Damous discorda dos que avaliam que a “escalada autoritária” é um exagero, e as cartadas de Temer com relação à segurança pública seriam apenas a tentativa do presidente de aumentar sua popularidade, com a provável intenção de se candidatar à presidência. Nesse caso, Temer estaria fazendo meras jogadas de marketing.

“Aos que estão dizendo isso, eu proporia que daqui a um mês fizessem uma pesquisa para ver se Temer cresceu 1% na popularidade. Ele pode até estar pensando nisso, mas essa militarização da política e da economia são características da dominação neoliberal em todo o mundo, hoje”, diz. “No Brasil, o Estado é frágil e foi praticamente dissolvido, e as Forças Armadas aparecem como sua face consolidada e repressiva. Então, a questão da popularidade de Temer é irrelevante.”

Nessa conjuntura, a possibilidade de a militarização se propagar pelo país é evidente, tanto em parte da classe média como em parcelas mais pobres da população. “Usar o argumento da segurança pública sempre sensibiliza contingentes da classe média. Pode ganhar o país, com apoio de parte da população. E a população oprimida pelo tráfico, pela polícia e pelas milícias vê nos Exército às vezes uma força libertadora.”

Na opinião de Wadih Damous, a reversão dessa militarização em curso, pelo processo que vai desencadear nas eleições de 2018, vai depender da legitimidade do pleito. “Tenho minhas dúvidas sobre a legitimidade dessas eleições e como elas vão acontecer. Está com cara de eleição tutelada. No Rio de Janeiro, qual liberdade eleitoral vai existir com o estado sob intervenção? Lula vai concorrer? Então não sei se o processo eleitoral vai reverter isso.”

Lula

O Superior Tribunal de Justiça (STJ) agendou para a próxima quinta-feira (1) o julgamento do habeas corpus apresentado pela defesa do ex-presidente Luiz Inácio Lula da Silva, pelo qual tenta evitar que ele seja preso depois que todos os recursos forem esgotados no Tribunal Regional Federal da 4ª Região.

Pedido de habeas corpus já foi negado em caráter liminar pelo vice-presidente do STJ, ministro Humberto Martins.

Já o ministro do Supremo Tribunal Federal (STF) Edson Fachin preferiu enviar ao plenário pedido feito pela defesa do ex-presidente. A decisão de pautar ou não os julgamentos depende da ministra Cármen Lúcia, presidenta da corte.

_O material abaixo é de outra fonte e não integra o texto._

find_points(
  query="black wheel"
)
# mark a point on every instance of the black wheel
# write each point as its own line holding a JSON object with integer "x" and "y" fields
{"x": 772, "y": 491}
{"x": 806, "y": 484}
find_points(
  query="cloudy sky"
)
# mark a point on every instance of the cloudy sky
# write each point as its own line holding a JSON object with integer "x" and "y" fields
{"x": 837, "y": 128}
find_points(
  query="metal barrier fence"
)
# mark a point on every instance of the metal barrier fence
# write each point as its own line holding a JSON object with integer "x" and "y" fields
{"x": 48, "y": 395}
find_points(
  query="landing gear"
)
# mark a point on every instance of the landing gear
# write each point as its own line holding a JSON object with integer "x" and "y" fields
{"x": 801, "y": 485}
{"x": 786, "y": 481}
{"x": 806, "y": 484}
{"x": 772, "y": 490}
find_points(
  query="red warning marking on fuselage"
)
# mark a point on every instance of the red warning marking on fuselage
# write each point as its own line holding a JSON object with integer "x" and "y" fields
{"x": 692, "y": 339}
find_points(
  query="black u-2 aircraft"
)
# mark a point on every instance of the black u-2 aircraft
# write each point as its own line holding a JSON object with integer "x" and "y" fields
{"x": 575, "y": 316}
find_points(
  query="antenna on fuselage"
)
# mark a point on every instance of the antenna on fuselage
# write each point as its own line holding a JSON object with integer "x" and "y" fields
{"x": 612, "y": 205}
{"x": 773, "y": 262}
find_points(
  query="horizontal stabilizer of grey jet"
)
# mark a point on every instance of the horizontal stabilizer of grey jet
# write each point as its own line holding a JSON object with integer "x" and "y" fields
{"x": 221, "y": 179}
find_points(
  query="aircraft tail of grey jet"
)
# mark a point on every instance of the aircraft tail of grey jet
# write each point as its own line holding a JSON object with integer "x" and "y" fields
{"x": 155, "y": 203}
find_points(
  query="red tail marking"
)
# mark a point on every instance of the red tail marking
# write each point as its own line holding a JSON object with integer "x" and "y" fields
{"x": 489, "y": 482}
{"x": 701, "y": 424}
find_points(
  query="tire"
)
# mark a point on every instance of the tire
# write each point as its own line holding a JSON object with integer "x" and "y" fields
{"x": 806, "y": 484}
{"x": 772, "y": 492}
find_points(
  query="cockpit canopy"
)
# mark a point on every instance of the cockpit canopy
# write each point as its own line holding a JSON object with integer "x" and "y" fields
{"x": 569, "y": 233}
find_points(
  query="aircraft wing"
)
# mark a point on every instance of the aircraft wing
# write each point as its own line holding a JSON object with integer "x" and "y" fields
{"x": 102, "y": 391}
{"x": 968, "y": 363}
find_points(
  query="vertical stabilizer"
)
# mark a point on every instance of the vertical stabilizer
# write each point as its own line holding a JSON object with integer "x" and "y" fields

Nas últimas semanas, tem aumentado a pressão para Cármen colocar na pauta de julgamento as Ações Declaratórias de Constitucionalidade (ADCs) 43 e 44, que o ministro Marco Aurélio Mello liberou para julgamento no dia 7 de dezembro, e que versam sobre o tema.

O ex-ministro do STF Nelson Jobim defendeu hoje (27) que a prisão de condenados em segunda instância só seja executada depois de decisão definitiva no STJ.